[Arguing against a stripe of neoconservatism in games that paints certain forms of design as aberrant and others as natural, academic and developer Ian Bogost examines the very nature of creativity and art and offers up an analysis of how the medium can move forward with a rich palette of choices.]
Every now and then someone objects to game design methods by arguing against "historical aberrance." This line of reasoning claims that a particular trend is undesirable on the grounds that it is new and abnormal, unshared by historical precedent. Let me share two examples.
First, a few years ago Raph Koster invoked this argument about single player games. As Koster put it, "the entire video game industry's history thus far has been an aberration. It has been a mutant monster only made possible by unconnected computers. ... Historically speaking, single-player games are indeed an aberration."
And second, just recently Daniel Cook made the same argument about narrative games. Says Cook, "I deeply doubt that the best use of games is to tell stories. Narrative games are a historical anomaly. Multiplayer systems of economics, social grouping, and related culture are the past and present trend."
I cite these designers not to start a debate about these two charged topics, but because their claims make me uncomfortable. The argument from historical aberrance seems like a very curious one to make about almost anything, let alone a category of creativity.
But nevertheless, when used it has a powerful effect: if games have certain deep properties whose undeniable truth is borne out over time, who are we to think we are right to declare millennia of history wrong?
But by that measure, myriad other phenomena also count as historical anomalies. Consider just a few cultural practices that are truly unusual when measured with history's hourglass: compulsory education, indoor sanitation, women's suffrage, the idea of childhood, and nighttime work and play thanks to electric light. Yet, few would lament these changes as retrograde, or if they would, it would be insufficient to do so simply by calling them "historical anomalies."
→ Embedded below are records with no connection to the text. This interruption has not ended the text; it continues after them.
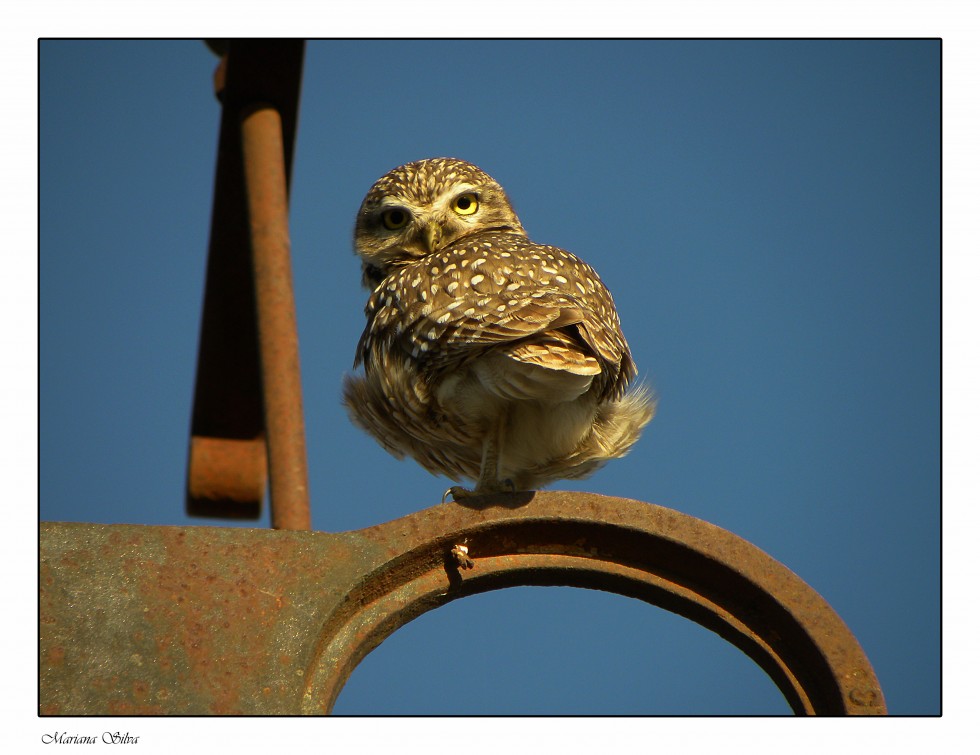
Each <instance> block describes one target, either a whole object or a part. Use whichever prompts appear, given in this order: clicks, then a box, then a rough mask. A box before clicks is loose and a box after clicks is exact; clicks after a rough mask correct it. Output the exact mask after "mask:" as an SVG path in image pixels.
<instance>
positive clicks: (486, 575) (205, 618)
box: [40, 492, 885, 715]
mask: <svg viewBox="0 0 980 755" xmlns="http://www.w3.org/2000/svg"><path fill="white" fill-rule="evenodd" d="M478 502H479V503H480V504H481V506H483V508H480V509H471V508H466V507H464V506H462V505H460V504H455V503H451V504H443V505H440V506H435V507H433V508H430V509H426V510H424V511H420V512H417V513H415V514H411V515H409V516H406V517H403V518H401V519H398V520H395V521H393V522H388V523H386V524H381V525H378V526H375V527H369V528H367V529H364V530H359V531H357V532H344V533H323V532H269V531H264V530H242V529H225V528H206V527H186V528H184V527H145V526H122V525H119V526H103V525H88V524H55V523H46V524H42V527H41V580H40V584H41V625H40V626H41V656H40V657H41V694H40V710H41V713H42V714H73V715H87V714H101V713H113V714H123V713H193V714H201V713H205V714H206V713H251V714H263V713H282V714H286V713H290V714H295V713H305V714H316V713H328V712H329V711H330V709H331V707H332V706H333V703H334V701H335V700H336V697H337V695H338V694H339V692H340V690H341V688H342V687H343V685H344V683H345V682H346V680H347V678H348V677H349V675H350V673H351V671H353V669H354V668H355V667H356V665H357V664H358V663H359V662H360V660H361V659H362V658H363V657H364V656H365V655H366V654H367V653H369V652H370V651H371V650H372V649H373V648H375V647H377V645H378V644H379V643H380V642H381V641H382V640H383V639H384V638H385V637H387V636H388V635H389V634H391V633H392V632H393V631H395V630H396V629H398V628H399V627H400V626H402V625H404V624H405V623H407V622H408V621H411V620H412V619H413V618H415V617H416V616H418V615H420V614H421V613H424V612H425V611H428V610H431V609H433V608H436V607H438V606H440V605H443V604H445V603H447V602H449V601H451V600H455V599H457V598H461V597H465V596H467V595H472V594H474V593H478V592H483V591H486V590H494V589H498V588H503V587H511V586H517V585H569V586H575V587H586V588H593V589H600V590H607V591H611V592H616V593H620V594H622V595H627V596H630V597H634V598H639V599H641V600H644V601H647V602H649V603H652V604H653V605H657V606H660V607H662V608H665V609H667V610H669V611H673V612H675V613H678V614H680V615H682V616H685V617H687V618H688V619H690V620H692V621H695V622H697V623H699V624H701V625H703V626H705V627H707V628H708V629H711V630H712V631H714V632H716V633H717V634H719V635H720V636H721V637H723V638H725V639H726V640H728V641H729V642H731V643H733V644H734V645H736V646H737V647H739V648H740V649H741V650H743V651H744V652H745V653H747V654H748V655H749V656H750V657H751V658H752V659H753V660H755V661H756V662H757V663H758V664H759V665H760V666H761V667H762V668H763V669H764V670H765V671H766V673H767V674H769V676H770V677H771V678H772V679H773V681H774V682H775V684H776V685H777V686H778V687H779V689H780V690H781V691H782V692H783V694H784V696H785V697H786V699H787V701H788V702H789V704H790V706H791V707H792V709H793V710H794V711H795V712H796V713H799V714H815V715H845V714H883V713H885V701H884V696H883V694H882V691H881V687H880V686H879V684H878V680H877V678H876V677H875V673H874V670H873V669H872V667H871V665H870V664H869V662H868V659H867V657H866V656H865V654H864V652H863V651H862V649H861V647H860V645H859V644H858V642H857V640H856V639H855V638H854V636H853V635H852V634H851V632H850V631H849V630H848V628H847V627H846V625H845V624H844V622H843V621H842V620H841V619H840V617H839V616H837V614H836V613H834V611H833V609H831V607H830V606H829V605H828V604H827V603H826V602H825V601H824V600H823V599H822V598H821V597H820V596H819V595H818V594H817V593H816V592H815V591H814V590H813V589H812V588H810V587H809V586H807V585H806V583H804V582H803V580H801V579H800V578H799V577H798V576H796V575H795V574H793V573H792V572H791V571H790V570H788V569H787V568H786V567H785V566H783V565H782V564H780V563H778V562H777V561H775V560H774V559H772V558H771V557H769V556H768V555H766V554H765V553H763V552H762V551H760V550H759V549H758V548H756V547H755V546H753V545H751V544H750V543H748V542H746V541H745V540H742V539H741V538H739V537H737V536H735V535H733V534H732V533H730V532H727V531H725V530H722V529H720V528H718V527H715V526H714V525H711V524H708V523H707V522H703V521H701V520H698V519H695V518H693V517H690V516H687V515H685V514H682V513H680V512H677V511H673V510H671V509H666V508H662V507H659V506H654V505H651V504H646V503H641V502H638V501H631V500H627V499H621V498H607V497H604V496H597V495H589V494H584V493H564V492H544V493H537V494H514V495H504V496H498V497H495V498H487V499H483V500H482V501H478ZM461 544H465V545H466V546H467V547H468V549H469V551H468V557H469V558H470V559H471V560H472V568H467V564H466V562H465V560H464V559H463V558H461V557H460V556H459V555H458V554H459V551H458V550H456V551H455V553H454V549H455V548H456V546H458V545H461ZM650 712H651V713H656V711H655V710H651V711H650Z"/></svg>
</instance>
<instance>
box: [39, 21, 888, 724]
mask: <svg viewBox="0 0 980 755" xmlns="http://www.w3.org/2000/svg"><path fill="white" fill-rule="evenodd" d="M221 52H222V53H223V57H222V62H221V64H220V65H219V68H218V72H217V74H216V77H215V82H216V89H217V91H218V93H219V97H220V99H221V101H222V105H223V115H222V124H221V139H220V146H219V153H218V168H217V180H216V186H215V203H214V214H213V228H212V237H211V244H210V251H209V262H208V271H207V286H206V294H205V303H204V314H203V318H202V327H201V342H200V352H199V359H198V376H197V385H196V392H195V403H194V411H193V419H192V427H191V434H192V437H191V444H190V462H189V471H188V502H187V506H188V511H189V512H190V513H192V514H204V513H206V514H209V515H215V514H217V515H220V516H226V517H254V516H255V515H257V513H258V511H259V509H260V506H261V503H262V500H263V498H264V494H265V490H266V487H267V485H268V488H269V492H270V506H271V508H272V523H273V528H274V529H273V530H271V531H270V530H257V529H238V528H215V527H155V526H154V527H150V526H138V525H94V524H68V523H42V524H41V538H40V589H41V597H40V699H39V711H40V713H41V714H42V715H87V714H111V715H124V714H296V713H305V714H322V713H329V712H330V710H331V708H332V706H333V703H334V701H335V700H336V698H337V695H338V694H339V692H340V690H341V688H342V687H343V685H344V683H345V681H346V680H347V678H348V677H349V676H350V674H351V672H352V670H353V669H354V668H355V667H356V665H357V664H358V662H359V661H360V660H361V659H362V658H364V656H365V655H367V653H369V652H370V651H371V650H372V649H373V648H375V647H377V645H378V644H379V643H381V642H382V641H383V640H384V639H385V637H387V636H388V635H390V634H391V633H392V632H394V631H395V630H396V629H398V628H399V627H400V626H402V625H404V624H406V623H407V622H409V621H411V620H412V619H413V618H415V617H416V616H418V615H420V614H422V613H423V612H425V611H428V610H431V609H433V608H436V607H438V606H440V605H443V604H445V603H447V602H449V601H452V600H455V599H457V598H462V597H466V596H468V595H473V594H476V593H479V592H483V591H487V590H494V589H500V588H505V587H511V586H517V585H565V586H575V587H583V588H591V589H598V590H606V591H611V592H616V593H619V594H622V595H626V596H629V597H633V598H637V599H640V600H644V601H646V602H648V603H651V604H653V605H656V606H660V607H662V608H664V609H666V610H669V611H673V612H675V613H678V614H680V615H682V616H685V617H687V618H688V619H690V620H692V621H695V622H697V623H698V624H701V625H703V626H705V627H707V628H708V629H711V630H712V631H714V632H716V633H717V634H718V635H720V636H721V637H723V638H724V639H726V640H728V641H729V642H731V643H732V644H734V645H735V646H736V647H738V648H739V649H741V650H742V651H743V652H745V653H746V654H747V655H748V656H749V657H750V658H752V659H753V660H754V661H755V662H756V663H758V665H759V666H760V667H761V668H762V669H763V670H764V671H765V672H766V673H767V674H768V675H769V676H770V677H771V678H772V680H773V681H774V682H775V684H776V685H777V686H778V688H779V689H780V690H781V691H782V693H783V695H784V696H785V697H786V700H787V701H788V703H789V705H790V707H791V708H792V710H793V711H794V712H796V713H798V714H804V715H856V714H884V713H885V712H886V709H885V701H884V696H883V693H882V691H881V687H880V685H879V683H878V680H877V678H876V676H875V673H874V670H873V669H872V667H871V665H870V663H869V662H868V659H867V657H866V656H865V654H864V652H863V650H862V649H861V647H860V645H859V644H858V642H857V640H856V639H855V638H854V636H853V635H852V634H851V632H850V631H849V630H848V628H847V626H846V625H845V624H844V622H843V621H842V620H841V619H840V617H839V616H838V615H837V614H836V613H835V612H834V611H833V609H832V608H831V607H830V606H829V605H828V604H827V603H826V602H825V601H824V600H823V599H822V598H821V597H820V596H819V595H818V594H817V593H816V592H815V591H814V590H813V589H812V588H810V587H809V586H808V585H807V584H806V583H805V582H803V580H801V579H800V578H799V577H798V576H796V575H795V574H793V573H792V572H791V571H790V570H789V569H787V568H786V567H785V566H783V565H782V564H780V563H779V562H777V561H775V560H774V559H772V558H771V557H770V556H768V555H767V554H765V553H764V552H762V551H761V550H759V549H758V548H756V547H755V546H753V545H751V544H750V543H748V542H746V541H745V540H743V539H741V538H739V537H737V536H736V535H733V534H732V533H730V532H727V531H725V530H723V529H721V528H718V527H716V526H714V525H711V524H709V523H707V522H704V521H701V520H698V519H695V518H694V517H690V516H687V515H685V514H682V513H680V512H677V511H673V510H671V509H666V508H662V507H659V506H655V505H652V504H648V503H642V502H639V501H632V500H627V499H621V498H609V497H604V496H598V495H590V494H583V493H563V492H538V493H516V494H504V495H499V496H495V497H487V498H485V499H482V500H480V501H478V503H479V507H474V506H473V504H459V503H449V504H441V505H438V506H435V507H432V508H429V509H426V510H423V511H420V512H417V513H414V514H411V515H409V516H406V517H403V518H401V519H397V520H395V521H392V522H387V523H385V524H379V525H376V526H373V527H369V528H366V529H363V530H359V531H356V532H344V533H328V532H313V531H309V530H310V517H309V499H308V495H307V492H306V454H305V448H304V438H303V434H304V431H303V420H302V405H301V397H300V389H299V358H298V343H297V338H296V327H295V314H294V309H293V299H292V287H291V276H290V266H289V236H288V226H287V221H286V211H287V208H288V180H289V165H290V161H291V155H292V143H293V137H294V133H295V124H296V112H297V103H298V97H299V82H300V75H301V69H302V56H303V43H302V42H297V41H291V40H278V41H272V42H269V41H262V40H250V41H241V42H240V41H233V42H231V43H230V44H227V45H225V46H222V47H221ZM650 712H651V713H656V711H650Z"/></svg>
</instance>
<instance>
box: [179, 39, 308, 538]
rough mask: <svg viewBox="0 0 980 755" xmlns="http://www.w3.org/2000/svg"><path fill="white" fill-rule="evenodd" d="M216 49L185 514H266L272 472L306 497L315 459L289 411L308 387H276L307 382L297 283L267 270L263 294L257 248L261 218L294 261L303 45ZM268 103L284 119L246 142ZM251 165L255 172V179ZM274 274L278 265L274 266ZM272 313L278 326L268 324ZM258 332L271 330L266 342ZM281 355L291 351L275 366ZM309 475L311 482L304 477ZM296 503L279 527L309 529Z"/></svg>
mask: <svg viewBox="0 0 980 755" xmlns="http://www.w3.org/2000/svg"><path fill="white" fill-rule="evenodd" d="M212 47H213V48H214V49H216V50H220V51H221V52H223V53H224V57H223V58H222V61H221V63H220V65H219V66H218V68H217V70H216V72H215V76H214V82H215V90H216V93H217V94H218V97H219V99H220V100H221V102H222V115H221V128H220V137H219V141H218V157H217V167H216V169H215V189H214V206H213V209H212V217H211V239H210V243H209V250H208V266H207V277H206V284H205V294H204V310H203V316H202V320H201V334H200V346H199V351H198V366H197V381H196V385H195V394H194V411H193V417H192V421H191V444H190V453H189V463H188V480H187V493H188V495H187V510H188V513H190V514H192V515H203V516H226V517H235V518H257V517H258V516H259V513H260V510H261V503H262V499H263V497H264V495H265V490H266V481H267V471H268V472H269V474H271V477H272V478H274V479H273V481H272V486H273V493H274V494H275V493H276V492H277V490H279V489H283V488H284V489H286V490H291V491H296V490H302V491H303V492H304V494H305V472H304V470H305V454H304V453H303V452H302V449H301V450H300V452H299V453H297V452H296V451H295V447H296V444H300V445H302V441H303V438H302V416H301V415H300V416H299V418H298V420H297V418H296V412H295V411H292V412H291V413H289V412H286V413H283V409H282V407H283V405H284V404H291V403H297V402H299V400H300V398H299V396H300V394H299V392H298V389H297V391H296V392H295V394H290V395H289V396H288V397H287V398H286V399H284V398H283V397H282V395H280V394H281V391H280V392H279V393H278V394H277V393H276V391H277V386H279V387H281V385H282V384H283V382H286V383H289V382H290V381H292V382H295V383H296V384H297V385H298V382H299V377H298V371H299V368H298V358H296V359H289V352H290V342H289V339H290V337H292V338H293V339H295V332H293V333H292V336H290V333H289V332H288V328H286V329H285V330H284V328H283V327H282V324H283V322H285V321H288V318H289V317H290V316H293V312H292V295H291V288H290V281H289V280H288V277H286V278H284V277H283V276H282V275H278V274H276V275H271V276H267V277H266V278H265V279H263V283H262V284H260V286H259V287H260V289H261V290H262V291H265V294H264V295H263V294H261V292H257V283H256V280H255V278H254V271H253V255H252V249H253V236H254V234H255V232H256V230H257V229H256V223H258V225H259V228H258V231H259V232H260V233H262V234H263V239H264V241H265V242H266V243H265V244H264V245H261V244H260V246H261V250H260V251H261V252H262V257H263V259H264V260H266V261H268V260H270V259H271V260H272V261H273V262H278V261H280V260H281V259H283V257H284V256H285V259H286V260H287V263H288V235H287V236H286V237H285V243H283V242H282V240H281V239H277V238H276V234H277V233H280V232H281V231H282V230H284V229H285V227H286V204H287V197H286V193H287V191H288V185H289V174H290V168H291V163H292V154H293V143H294V140H295V131H296V118H297V109H298V103H299V89H300V79H301V74H302V61H303V49H304V44H303V42H302V41H301V40H232V41H230V42H221V43H215V44H214V45H212ZM259 104H261V105H263V106H264V109H265V110H267V111H272V112H274V113H275V114H276V115H278V120H277V122H276V123H274V124H273V123H270V119H269V118H268V117H267V114H266V115H263V116H260V117H259V119H258V120H257V121H254V122H253V128H252V132H253V136H254V137H257V138H254V139H252V140H251V146H250V147H247V146H244V145H243V142H244V141H245V140H244V139H243V133H242V132H243V127H244V128H246V129H247V128H248V127H247V126H245V124H243V119H248V118H249V116H251V115H253V114H254V110H255V106H256V105H259ZM250 169H251V173H252V179H251V180H250V181H247V180H246V178H247V174H248V173H249V170H250ZM270 240H272V243H269V241H270ZM270 252H271V256H270ZM280 266H281V265H280ZM264 269H266V270H270V269H271V270H272V271H273V272H274V271H275V270H276V267H275V265H273V266H272V268H270V267H269V265H266V266H265V268H264ZM287 272H288V268H287ZM270 282H271V285H272V288H271V290H272V291H273V296H272V297H271V302H272V303H271V304H270V303H269V302H270V296H268V295H267V294H268V292H269V290H270V285H269V284H270ZM275 286H279V288H278V289H276V288H275ZM257 293H258V294H259V295H258V296H257ZM263 301H265V303H264V304H263ZM270 312H271V314H270ZM270 317H271V318H272V320H273V324H272V327H271V328H270V327H267V321H268V320H269V319H270ZM287 324H288V323H287ZM294 330H295V329H294ZM260 331H265V332H266V333H267V338H266V345H265V346H264V347H263V348H262V349H260V339H259V333H260ZM283 332H285V333H286V334H285V335H282V334H283ZM270 333H271V335H268V334H270ZM282 350H285V352H286V353H285V358H282V359H279V360H278V362H276V359H277V357H279V356H282ZM273 362H275V364H273ZM294 373H295V375H294ZM269 375H272V376H273V377H272V378H269ZM270 382H271V383H272V387H271V389H270V385H269V383H270ZM270 390H271V391H272V392H273V393H274V394H276V396H275V397H274V398H272V399H271V400H267V401H265V402H264V401H263V391H265V393H266V394H268V393H269V392H270ZM270 405H276V406H277V407H278V409H277V410H278V411H279V414H278V415H277V416H279V417H282V418H283V419H280V420H277V422H278V423H279V424H282V422H285V423H286V424H287V425H288V427H287V428H286V429H285V431H284V430H283V429H282V428H281V427H278V426H277V428H276V429H275V430H271V429H269V428H268V427H267V426H268V418H267V412H266V411H264V406H265V407H268V406H270ZM297 422H298V425H299V428H300V432H299V433H297V432H296V431H295V428H296V426H297ZM272 433H276V437H273V436H272ZM267 441H268V442H269V451H270V452H271V454H270V455H276V458H277V459H281V457H282V456H283V455H286V456H288V457H289V458H295V457H297V456H298V457H302V467H301V466H300V465H297V464H296V463H290V462H289V461H288V460H287V463H280V461H278V460H272V459H270V460H269V462H267V460H266V458H265V456H266V453H267V450H266V442H267ZM300 478H302V482H297V480H298V479H300ZM301 497H302V496H301ZM295 500H296V499H295V497H293V498H287V499H285V500H283V501H281V503H282V506H279V509H280V512H279V513H280V514H281V515H280V516H278V517H277V512H276V511H275V508H276V504H277V501H276V497H275V495H273V508H274V511H273V518H274V525H276V526H284V527H291V528H292V527H303V526H305V527H307V528H308V527H309V523H308V516H307V517H306V518H305V519H304V518H303V517H302V516H299V517H297V516H295V514H294V513H291V512H295V510H296V508H297V504H295ZM277 519H278V521H276V520H277Z"/></svg>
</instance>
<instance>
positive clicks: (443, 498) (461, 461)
mask: <svg viewBox="0 0 980 755" xmlns="http://www.w3.org/2000/svg"><path fill="white" fill-rule="evenodd" d="M354 250H355V252H356V253H357V254H358V255H359V256H360V259H361V270H362V283H363V284H364V286H365V287H366V288H368V290H370V292H371V295H370V298H369V299H368V303H367V306H366V308H365V314H366V316H367V326H366V327H365V328H364V332H363V334H362V335H361V339H360V342H359V343H358V345H357V352H356V356H355V359H354V368H355V370H356V369H357V368H358V367H359V366H360V365H363V367H364V371H363V374H362V375H361V374H356V373H355V374H353V375H348V376H347V377H346V378H345V380H344V403H345V405H346V407H347V410H348V413H349V414H350V417H351V419H352V421H353V422H354V423H355V424H356V425H358V426H360V427H361V428H363V429H364V430H366V431H367V432H368V433H370V434H371V435H373V436H374V438H375V439H376V440H377V441H378V443H380V444H381V445H382V446H383V447H384V448H385V449H386V450H387V451H388V452H389V453H391V454H393V455H394V456H396V457H397V458H403V457H405V456H406V455H407V456H411V457H412V458H413V459H415V460H416V461H417V462H418V463H419V464H421V465H422V466H423V467H424V468H425V469H427V470H428V471H429V472H432V473H433V474H438V475H445V476H446V477H448V478H450V479H451V480H454V481H463V480H472V481H474V482H475V487H473V488H466V487H462V486H453V487H451V488H450V489H449V490H448V491H446V495H445V496H443V500H445V499H446V497H447V496H452V498H453V499H454V500H456V501H459V500H461V499H464V498H467V497H470V496H474V495H485V494H490V493H496V492H503V491H521V490H535V489H537V488H539V487H542V486H544V485H547V484H548V483H550V482H553V481H555V480H559V479H577V478H582V477H585V476H587V475H589V474H591V473H592V472H594V471H595V470H596V469H598V468H599V467H601V466H602V465H603V464H605V463H606V462H607V461H608V460H609V459H613V458H617V457H620V456H623V455H624V454H626V452H627V451H629V449H630V447H631V446H632V445H633V444H634V443H635V442H636V441H637V439H638V438H639V436H640V432H641V431H642V429H643V427H644V426H645V425H646V424H647V423H648V422H649V421H650V420H651V418H652V417H653V413H654V409H655V402H654V400H653V399H652V397H651V394H650V391H649V390H648V389H647V388H646V387H645V386H644V385H642V384H637V385H634V386H633V387H632V388H630V387H628V386H629V383H630V381H631V380H633V378H634V377H635V376H636V366H635V364H634V362H633V359H632V356H631V355H630V350H629V346H627V344H626V340H625V338H624V337H623V332H622V329H621V327H620V322H619V316H618V314H617V313H616V306H615V304H614V303H613V299H612V296H611V295H610V293H609V291H608V290H607V289H606V287H605V286H604V285H603V283H602V281H600V280H599V276H598V275H597V274H596V272H595V270H593V269H592V268H591V267H589V265H587V264H586V263H585V262H583V261H582V260H580V259H579V258H578V257H576V256H575V255H573V254H571V253H569V252H566V251H564V250H563V249H558V248H556V247H553V246H546V245H543V244H536V243H534V242H533V241H531V240H530V239H529V238H528V236H527V233H526V232H525V231H524V227H523V226H522V225H521V221H520V220H519V219H518V217H517V215H516V213H515V212H514V209H513V208H512V207H511V204H510V201H509V200H508V198H507V195H506V194H505V193H504V190H503V188H502V187H501V186H500V184H498V183H497V182H496V181H495V180H494V179H493V178H491V177H490V176H489V175H487V174H486V173H484V172H483V171H482V170H480V169H479V168H477V167H476V166H475V165H472V164H470V163H468V162H465V161H463V160H456V159H450V158H434V159H427V160H419V161H417V162H412V163H408V164H407V165H403V166H401V167H399V168H395V169H394V170H392V171H390V172H389V173H387V174H385V175H384V176H382V177H381V178H380V179H378V181H377V182H376V183H375V184H374V186H372V187H371V190H370V191H369V192H368V193H367V196H366V197H365V198H364V201H363V202H362V203H361V206H360V209H359V210H358V213H357V219H356V223H355V226H354Z"/></svg>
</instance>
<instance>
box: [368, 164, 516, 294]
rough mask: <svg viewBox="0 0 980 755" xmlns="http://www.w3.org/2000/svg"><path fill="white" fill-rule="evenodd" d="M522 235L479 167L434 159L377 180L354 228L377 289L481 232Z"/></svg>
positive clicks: (372, 277)
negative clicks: (456, 244)
mask: <svg viewBox="0 0 980 755" xmlns="http://www.w3.org/2000/svg"><path fill="white" fill-rule="evenodd" d="M488 230H496V231H511V232H514V233H519V234H521V235H524V228H523V227H522V226H521V221H520V220H518V218H517V215H516V214H515V213H514V209H513V208H512V207H511V206H510V200H508V199H507V194H506V193H505V192H504V190H503V188H502V187H501V186H500V184H498V183H497V182H496V181H494V180H493V179H492V178H491V177H490V176H488V175H487V174H486V173H484V172H483V171H482V170H480V169H479V168H477V167H476V166H475V165H472V164H471V163H468V162H466V161H464V160H456V159H453V158H444V157H437V158H430V159H428V160H418V161H416V162H413V163H408V164H407V165H402V166H401V167H399V168H395V169H394V170H392V171H389V172H388V173H386V174H385V175H383V176H382V177H381V178H379V179H378V180H377V181H376V182H375V184H374V186H372V187H371V190H370V191H369V192H368V193H367V196H366V197H364V201H363V202H362V203H361V208H360V210H358V212H357V222H356V223H355V225H354V251H355V252H356V253H357V254H358V255H360V257H361V260H362V263H363V269H364V276H363V283H364V285H365V286H367V287H369V288H373V287H374V286H376V285H377V284H378V283H380V281H381V280H383V279H384V278H385V277H386V276H387V275H388V273H389V272H390V271H391V270H392V269H393V268H395V267H398V266H400V265H405V264H408V263H410V262H414V261H415V260H417V259H420V258H422V257H425V256H427V255H429V254H433V253H435V252H438V251H439V250H441V249H444V248H445V247H447V246H449V245H450V244H452V243H454V242H456V241H458V240H460V239H463V238H466V237H468V236H472V235H473V234H477V233H480V232H481V231H488Z"/></svg>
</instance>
Still, the examples just cited are ripples driven by larger waves of cultural progress rather than by creative practices. What about art, then? What artistic practices could we count as historically anomalous? Well, representation instead of ritual practice, for one, but also commodification, conceptualism, abstraction, and self-referentialism. Or even more obviously, prose storytelling in general and the novel in particular, which stands as a historical anomaly against the millennia-old backdrop of poetry.
Indeed, it seems undeniable that artistic practice is often motivated largely by dissatisfaction with or downright hostility toward received ideas. Most successful trends in art seek to be historically anomalous. Thus the positions of Koster and Cook exemplify an unusual conservatism. Video games have a "true nature," a molten core established by accident among ancient folk games. Any attempt to extract, modify, or dispose of this core becomes a deluded perversion. Instead, the reasoning goes, we should seek to revisit and amplify the "natural" features of games.
Deviance and Deviation
Aberrance is deviance, freakishness, abnormality. When it is discussed in the context of history, it's usually meant to uncover the ideologies that underwrite a received pattern of behavior: the use of the term "caucasian", or banning interracial marriage, to cite but two examples.
Candidates for historical aberrance are sometimes hard to pinpoint in the present, so we often have to reflect on them after the fact. Current debates in the U.S. about gay marriage and tax policy offer good examples: conservative positions claim that everything has always been this way, while reformist positions argue that change itself creates progress. For the conservative position untested deviations count as aberrance, while for the reformist position unexamined traditions do.
But video games generally participate in the latter trend rather than the former, and not always in a good way. For games, progress usually implies technological progress. When Nintendo and Microsoft market their Wii and Kinect interfaces, they make appeals to historical aberrance -- but from the position of advancement rather than tradition.
Joysticks and game pads are cast as substandard, unintuitive, primitive, exclusionary tools that must be replaced with natural, intuitive, inclusive physical interfaces. The joystick becomes aberrant, the gestural interface progressive.
It's not too hard to find holes in this position. We could easily argue that simple tool-based interfaces that extend our bodies are more desirable because they are steeped in convention and adoption -- and therefore more "natural." Or likewise, it's not clear that the Wii remote or the Kinect sensor is really any more intuitive than the joystick, given the fact that we have to learn how to use them anew, make room for them in our homes, and so forth.